We expect the Bank of England to cut the Bank Rate to 4.00% on Thursday 7 August in line with consensus and market pricing. We expect the vote split to be 6-3 with the majority voting for a 25bp cut and Greene, Mann, Pill voting for an unchanged decision. Note, this meeting includes updated projections and a press conference following the release of the statement.
Overall, we expect the BoE to stick to its previous guidance repeating that a “gradual and careful approach to removing monetary policy restraint remains appropriate”. Since the last meeting in June, data has been a mixed bag. Growth has surprised to the downside with the economy contracting by 0.3% m/m in April and 0.1% m/m in May, on course to undershoot the BoE projections for Q2 2025 of 0.25%. The labour market has shown more pronounced signs of cooling with private sector regular wage growth at 4.9% 3M/YoY in May, lower than the BoE’s projections of 5.2% but remains at elevated levels.
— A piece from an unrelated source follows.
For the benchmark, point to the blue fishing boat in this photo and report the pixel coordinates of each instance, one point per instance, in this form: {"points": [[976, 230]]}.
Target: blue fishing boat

Similarly, payrolls have dropped the past months, and the unemployment rate has edged higher to 4.7%. On the other hand, inflation has been stronger than expected and inflation expectations have risen. Headline inflation rose to 3.6% y/y in June with food prices delivering the relative biggest overshoot compared to the MPC’s forecast. On the back of this, we think the MPC is likely to lift the near-term projection for inflation slightly.
BoE call. We expect the BoE to stick to quarterly cuts, leaving the Bank Rate at 3.75% by YE 2025, which is aligned with market pricing. However, we expect the cutting cycle to extend throughout 2026 leaving the Bank Rate at 2.75%. This is more dovish than markets, which prices a bottom of 3.50% a year from now.
Market reaction. We expect a muted market reaction as we expect the BoE to refrain from altering its current guidance. More broadly, we stay negative on GBP. An investment environment characterised by elevated uncertainty and a positive correlation to a USD negative environment, in our view, favours a weaker GBP. Tentative signs of a weaker growth outlook for the UK economy also acts as a headwind for GBP. We therefore expect EUR/GBP to move higher towards 0.89 on a 6-12-month horizon.